How to frame a puzzle without glue

Glue is permanent and changes the surface. These three methods hold a finished puzzle together with pressure and fit instead.

Reasons not to glue: you might want to solve it again, you do not want the gloss, you have seen one warp, or the puzzle is borrowed or destined to be re-gifted. All valid, and none of them mean giving up on display. Three methods hold an unglued puzzle indefinitely.

Method 1: pressure framing

The physics: a puzzle compressed between a stiff backing and a glazing sheet cannot move. Any frame whose internal size matches the finished puzzle within a few millimeters does this.

  1. Pick the frame against your puzzle's measured size (chart in our size guide).
  2. Slide the backing board under the puzzle on a table. Two people make this trivial; one person and patience also works.
  3. Lay the glazing on top, close the frame, done.

Weak point: cheap frames with weak tabs lose pressure over time, and a vertical puzzle that loses pressure sheds pieces inside the frame. Spring clips beat bendable tabs.

Method 2: fitted tray kits

Puzzle frame kits include a recessed tray the puzzle sits inside, so the walls of the tray, not just pressure, stop sideways drift. This is the most forgiving glue-free option for a wall hang, and the included slide-under backing boards make the transfer step easy. The constraint is exact size matching, same as always.

Method 3: the acrylic slide-in case

Skip the frame entirely. A five-sided acrylic case, open on one short edge, sized just over the puzzle: slide the puzzle in on its backing sheet and stand it up.

This is the method Puzzably designed for. Our puzzles all finish at 530 x 390 mm and the case's internal dimensions are 532 x 392 mm, a deliberate 2 mm tolerance. Tight enough that nothing shifts, loose enough that the puzzle slides in and out freely. The whole operation takes about a minute, and undoing it takes the same.

  • The case stands on a shelf, leans on a mantel, or hangs.
  • Edges of the puzzle stay visible through polished acrylic; finished puzzles are objects with thickness, and the case shows it.
  • Re-solving means sliding it out, no scraping, no regret.

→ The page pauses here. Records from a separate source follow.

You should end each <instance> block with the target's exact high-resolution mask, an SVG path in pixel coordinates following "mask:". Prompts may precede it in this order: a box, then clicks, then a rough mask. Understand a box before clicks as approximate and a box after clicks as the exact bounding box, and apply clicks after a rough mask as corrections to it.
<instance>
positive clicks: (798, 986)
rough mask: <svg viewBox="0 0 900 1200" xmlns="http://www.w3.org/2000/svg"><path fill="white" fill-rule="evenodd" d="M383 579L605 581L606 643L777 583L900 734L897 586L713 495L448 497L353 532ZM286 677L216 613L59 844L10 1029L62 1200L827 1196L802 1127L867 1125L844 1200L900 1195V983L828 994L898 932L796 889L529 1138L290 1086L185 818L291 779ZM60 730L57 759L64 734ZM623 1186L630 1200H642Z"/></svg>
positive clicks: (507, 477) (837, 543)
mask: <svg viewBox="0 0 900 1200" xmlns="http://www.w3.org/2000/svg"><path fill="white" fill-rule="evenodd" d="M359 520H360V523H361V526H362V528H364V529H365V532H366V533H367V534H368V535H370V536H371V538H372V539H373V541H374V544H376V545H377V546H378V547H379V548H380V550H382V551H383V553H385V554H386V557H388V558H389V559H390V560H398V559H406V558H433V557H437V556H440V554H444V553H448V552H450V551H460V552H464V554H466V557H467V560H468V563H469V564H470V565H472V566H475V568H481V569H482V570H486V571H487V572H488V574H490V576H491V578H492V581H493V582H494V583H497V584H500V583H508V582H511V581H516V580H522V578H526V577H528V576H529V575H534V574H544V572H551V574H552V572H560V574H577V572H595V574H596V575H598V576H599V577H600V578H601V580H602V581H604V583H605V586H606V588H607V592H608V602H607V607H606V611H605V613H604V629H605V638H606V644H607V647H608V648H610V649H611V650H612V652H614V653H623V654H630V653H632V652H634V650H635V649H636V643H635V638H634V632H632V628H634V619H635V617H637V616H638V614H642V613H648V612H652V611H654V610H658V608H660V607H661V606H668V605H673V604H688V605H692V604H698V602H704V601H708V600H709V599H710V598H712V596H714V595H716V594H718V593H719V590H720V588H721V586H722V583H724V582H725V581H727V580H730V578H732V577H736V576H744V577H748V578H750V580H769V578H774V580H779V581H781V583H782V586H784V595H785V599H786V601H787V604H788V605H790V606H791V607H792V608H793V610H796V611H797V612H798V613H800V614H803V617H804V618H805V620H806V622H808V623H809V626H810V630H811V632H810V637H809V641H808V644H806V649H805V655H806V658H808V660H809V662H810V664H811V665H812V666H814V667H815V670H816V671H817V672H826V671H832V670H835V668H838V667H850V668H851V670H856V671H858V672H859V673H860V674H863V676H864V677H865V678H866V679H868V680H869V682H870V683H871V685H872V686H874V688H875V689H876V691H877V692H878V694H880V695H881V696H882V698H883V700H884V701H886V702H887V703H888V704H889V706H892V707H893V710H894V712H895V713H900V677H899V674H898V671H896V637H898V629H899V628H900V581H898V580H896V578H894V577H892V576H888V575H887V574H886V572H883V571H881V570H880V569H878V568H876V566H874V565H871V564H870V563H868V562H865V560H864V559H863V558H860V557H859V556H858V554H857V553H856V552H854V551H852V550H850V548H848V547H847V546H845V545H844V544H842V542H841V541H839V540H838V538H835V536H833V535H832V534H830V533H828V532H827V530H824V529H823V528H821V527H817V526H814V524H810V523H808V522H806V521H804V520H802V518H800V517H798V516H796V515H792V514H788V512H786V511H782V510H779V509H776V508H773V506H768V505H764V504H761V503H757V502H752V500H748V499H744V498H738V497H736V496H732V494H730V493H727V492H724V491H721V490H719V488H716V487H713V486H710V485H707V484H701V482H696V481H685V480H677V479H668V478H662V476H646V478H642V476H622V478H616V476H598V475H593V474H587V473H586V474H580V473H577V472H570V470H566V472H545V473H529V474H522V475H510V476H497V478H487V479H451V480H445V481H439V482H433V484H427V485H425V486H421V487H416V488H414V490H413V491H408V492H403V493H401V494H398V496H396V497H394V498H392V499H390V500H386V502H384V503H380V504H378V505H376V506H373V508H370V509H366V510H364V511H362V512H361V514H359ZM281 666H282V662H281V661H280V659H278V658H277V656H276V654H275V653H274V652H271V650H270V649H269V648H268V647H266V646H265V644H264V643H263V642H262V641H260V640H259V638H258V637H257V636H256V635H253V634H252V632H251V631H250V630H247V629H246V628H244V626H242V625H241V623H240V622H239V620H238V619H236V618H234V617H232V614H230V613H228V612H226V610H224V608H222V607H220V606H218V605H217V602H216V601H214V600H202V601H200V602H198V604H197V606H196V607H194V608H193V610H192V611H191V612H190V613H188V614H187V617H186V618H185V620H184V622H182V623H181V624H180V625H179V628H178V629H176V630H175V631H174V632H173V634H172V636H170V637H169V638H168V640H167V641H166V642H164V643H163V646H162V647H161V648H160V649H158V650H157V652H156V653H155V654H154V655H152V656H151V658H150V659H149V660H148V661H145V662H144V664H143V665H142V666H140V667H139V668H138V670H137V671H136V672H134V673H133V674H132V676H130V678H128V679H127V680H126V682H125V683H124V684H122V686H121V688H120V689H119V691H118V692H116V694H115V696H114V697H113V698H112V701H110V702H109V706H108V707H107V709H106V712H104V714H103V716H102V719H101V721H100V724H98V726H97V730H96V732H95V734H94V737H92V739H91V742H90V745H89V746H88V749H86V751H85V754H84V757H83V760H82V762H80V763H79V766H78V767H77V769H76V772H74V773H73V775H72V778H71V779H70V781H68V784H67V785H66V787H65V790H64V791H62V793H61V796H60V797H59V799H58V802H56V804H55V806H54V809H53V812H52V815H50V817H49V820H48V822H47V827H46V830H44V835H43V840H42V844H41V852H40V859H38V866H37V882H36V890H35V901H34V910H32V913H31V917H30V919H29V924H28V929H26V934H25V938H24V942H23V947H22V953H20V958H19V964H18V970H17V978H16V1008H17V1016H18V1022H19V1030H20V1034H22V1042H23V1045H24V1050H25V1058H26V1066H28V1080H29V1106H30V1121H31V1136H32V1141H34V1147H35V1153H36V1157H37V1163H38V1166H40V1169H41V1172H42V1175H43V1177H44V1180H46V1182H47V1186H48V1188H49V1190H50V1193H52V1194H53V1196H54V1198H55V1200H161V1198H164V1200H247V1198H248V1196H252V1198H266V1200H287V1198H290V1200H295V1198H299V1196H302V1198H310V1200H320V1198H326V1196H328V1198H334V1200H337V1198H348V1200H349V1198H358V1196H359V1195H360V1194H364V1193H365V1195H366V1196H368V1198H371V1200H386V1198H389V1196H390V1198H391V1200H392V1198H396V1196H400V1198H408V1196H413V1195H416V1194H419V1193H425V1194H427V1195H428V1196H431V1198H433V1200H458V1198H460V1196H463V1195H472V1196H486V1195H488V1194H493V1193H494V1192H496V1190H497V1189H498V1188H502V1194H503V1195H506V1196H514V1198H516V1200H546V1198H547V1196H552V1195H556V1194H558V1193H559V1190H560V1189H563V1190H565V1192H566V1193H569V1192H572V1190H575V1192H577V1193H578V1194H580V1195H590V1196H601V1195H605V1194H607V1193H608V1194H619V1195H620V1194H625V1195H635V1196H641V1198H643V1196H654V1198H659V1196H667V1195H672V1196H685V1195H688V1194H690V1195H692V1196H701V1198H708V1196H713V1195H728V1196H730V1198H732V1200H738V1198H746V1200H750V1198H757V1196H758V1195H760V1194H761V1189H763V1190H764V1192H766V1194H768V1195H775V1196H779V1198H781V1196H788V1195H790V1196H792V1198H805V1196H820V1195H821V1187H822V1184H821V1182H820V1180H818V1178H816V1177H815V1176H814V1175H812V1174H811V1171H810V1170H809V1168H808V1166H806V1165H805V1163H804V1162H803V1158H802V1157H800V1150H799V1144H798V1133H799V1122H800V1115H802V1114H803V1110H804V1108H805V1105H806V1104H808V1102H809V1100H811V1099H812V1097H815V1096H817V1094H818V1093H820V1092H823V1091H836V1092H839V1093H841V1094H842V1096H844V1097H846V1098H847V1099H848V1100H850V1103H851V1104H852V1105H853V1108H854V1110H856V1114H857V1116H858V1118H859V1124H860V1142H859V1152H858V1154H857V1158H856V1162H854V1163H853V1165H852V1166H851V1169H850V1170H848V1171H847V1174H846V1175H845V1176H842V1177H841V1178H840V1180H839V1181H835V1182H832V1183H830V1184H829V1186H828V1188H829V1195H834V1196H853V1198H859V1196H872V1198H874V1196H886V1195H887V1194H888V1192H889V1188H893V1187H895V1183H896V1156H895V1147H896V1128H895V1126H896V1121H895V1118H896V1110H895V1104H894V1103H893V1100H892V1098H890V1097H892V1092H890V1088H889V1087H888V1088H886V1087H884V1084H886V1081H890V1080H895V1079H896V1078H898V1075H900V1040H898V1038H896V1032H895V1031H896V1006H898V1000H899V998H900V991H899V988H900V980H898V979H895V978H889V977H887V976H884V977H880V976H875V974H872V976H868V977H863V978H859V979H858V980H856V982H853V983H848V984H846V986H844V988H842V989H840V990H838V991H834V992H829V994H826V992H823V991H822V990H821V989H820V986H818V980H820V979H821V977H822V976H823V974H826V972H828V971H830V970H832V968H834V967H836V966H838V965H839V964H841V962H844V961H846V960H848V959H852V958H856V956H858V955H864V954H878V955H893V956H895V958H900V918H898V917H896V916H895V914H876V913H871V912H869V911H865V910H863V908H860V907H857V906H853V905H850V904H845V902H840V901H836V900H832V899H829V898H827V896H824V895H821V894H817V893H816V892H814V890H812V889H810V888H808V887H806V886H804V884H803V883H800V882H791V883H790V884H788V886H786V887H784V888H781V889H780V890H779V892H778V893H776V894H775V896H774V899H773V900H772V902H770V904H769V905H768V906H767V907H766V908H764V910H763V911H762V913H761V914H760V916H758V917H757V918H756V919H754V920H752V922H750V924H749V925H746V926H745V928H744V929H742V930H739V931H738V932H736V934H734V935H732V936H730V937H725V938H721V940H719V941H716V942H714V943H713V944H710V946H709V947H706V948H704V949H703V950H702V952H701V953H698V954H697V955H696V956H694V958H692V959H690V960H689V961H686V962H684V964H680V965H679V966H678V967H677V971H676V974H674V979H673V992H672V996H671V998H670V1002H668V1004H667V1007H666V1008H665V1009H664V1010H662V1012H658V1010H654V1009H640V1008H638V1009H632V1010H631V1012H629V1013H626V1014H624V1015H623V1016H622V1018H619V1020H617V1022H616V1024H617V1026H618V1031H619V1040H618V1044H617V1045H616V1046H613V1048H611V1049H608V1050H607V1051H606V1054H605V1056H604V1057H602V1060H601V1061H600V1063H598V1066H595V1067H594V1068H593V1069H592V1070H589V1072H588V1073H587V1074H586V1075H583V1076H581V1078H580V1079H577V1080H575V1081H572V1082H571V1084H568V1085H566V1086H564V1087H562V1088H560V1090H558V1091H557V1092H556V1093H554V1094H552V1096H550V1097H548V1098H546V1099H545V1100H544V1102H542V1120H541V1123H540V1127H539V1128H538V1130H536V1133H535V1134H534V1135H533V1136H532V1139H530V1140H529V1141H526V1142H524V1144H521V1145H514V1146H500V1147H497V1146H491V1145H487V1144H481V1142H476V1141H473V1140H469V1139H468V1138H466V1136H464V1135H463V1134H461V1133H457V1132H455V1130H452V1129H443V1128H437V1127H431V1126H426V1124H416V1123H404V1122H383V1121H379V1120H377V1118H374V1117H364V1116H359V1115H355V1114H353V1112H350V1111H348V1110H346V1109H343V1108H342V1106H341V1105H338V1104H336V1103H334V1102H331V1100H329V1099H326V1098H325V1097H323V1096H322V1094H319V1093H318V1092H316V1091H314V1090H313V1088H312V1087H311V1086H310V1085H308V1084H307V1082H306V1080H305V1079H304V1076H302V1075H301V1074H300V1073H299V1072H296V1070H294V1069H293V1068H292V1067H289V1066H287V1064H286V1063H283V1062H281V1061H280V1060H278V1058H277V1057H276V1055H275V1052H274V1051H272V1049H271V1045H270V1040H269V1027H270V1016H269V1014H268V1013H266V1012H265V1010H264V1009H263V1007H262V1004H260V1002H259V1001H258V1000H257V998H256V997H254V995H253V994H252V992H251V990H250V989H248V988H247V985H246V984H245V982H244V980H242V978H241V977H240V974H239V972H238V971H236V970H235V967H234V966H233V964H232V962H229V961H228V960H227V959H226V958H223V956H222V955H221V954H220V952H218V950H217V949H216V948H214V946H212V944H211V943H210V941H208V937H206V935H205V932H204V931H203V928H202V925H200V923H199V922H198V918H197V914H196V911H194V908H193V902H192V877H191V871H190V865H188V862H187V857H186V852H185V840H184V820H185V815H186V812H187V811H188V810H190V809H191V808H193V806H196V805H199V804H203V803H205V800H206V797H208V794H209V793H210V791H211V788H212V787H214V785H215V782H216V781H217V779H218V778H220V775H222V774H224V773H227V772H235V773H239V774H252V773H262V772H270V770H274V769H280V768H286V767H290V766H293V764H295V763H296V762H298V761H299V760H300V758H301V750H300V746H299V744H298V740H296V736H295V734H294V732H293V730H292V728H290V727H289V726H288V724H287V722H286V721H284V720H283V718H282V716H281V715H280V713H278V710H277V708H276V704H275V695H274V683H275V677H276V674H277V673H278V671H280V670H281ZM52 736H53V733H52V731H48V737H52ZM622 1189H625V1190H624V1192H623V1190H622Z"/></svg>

Details and dimensions in the acrylic case guide.

Moving a finished puzzle (the part everyone fears)

Whatever the method, the transfer is the risky step. The technique that never fails:

  1. Work on the surface where the puzzle was built. Do not carry it anywhere first.
  2. Slide a thin stiff sheet (foam core, mat board, the frame backing itself) under one edge, low angle, slowly.
  3. Keep advancing until the puzzle is fully on the sheet. Support the middle.
  4. Move the sheet, not the puzzle.

If pieces pop along an edge, press them back before the next slide; never lift the puzzle to fix the middle.

Frequently asked questions

Will an unglued puzzle fall apart in a frame?

Not if the frame fits. Pressure between backing and glazing plus near-exact sizing keeps pieces locked. Problems come from oversized frames (drift gap) or weak closure tabs that lose pressure over time.

Can you hang a puzzle without glue?

Yes, with a well-fitted pressure frame or a fitted tray kit. For shelf display rather than hanging, an acrylic slide-in case holds the puzzle with no adhesive at all.

How do you keep a puzzle together without glue?

Containment instead of adhesive: a frame that matches the finished size, a tray that stops sideways movement, or a case the puzzle slides into. All three are fully reversible.

What is a puzzle slide-in case?

A five-sided clear acrylic case open on one edge, sized a couple of millimeters over the finished puzzle. The puzzle slides in on a backing sheet and is held by fit. Puzzably cases use a 2 mm tolerance over the 530 x 390 mm puzzle size.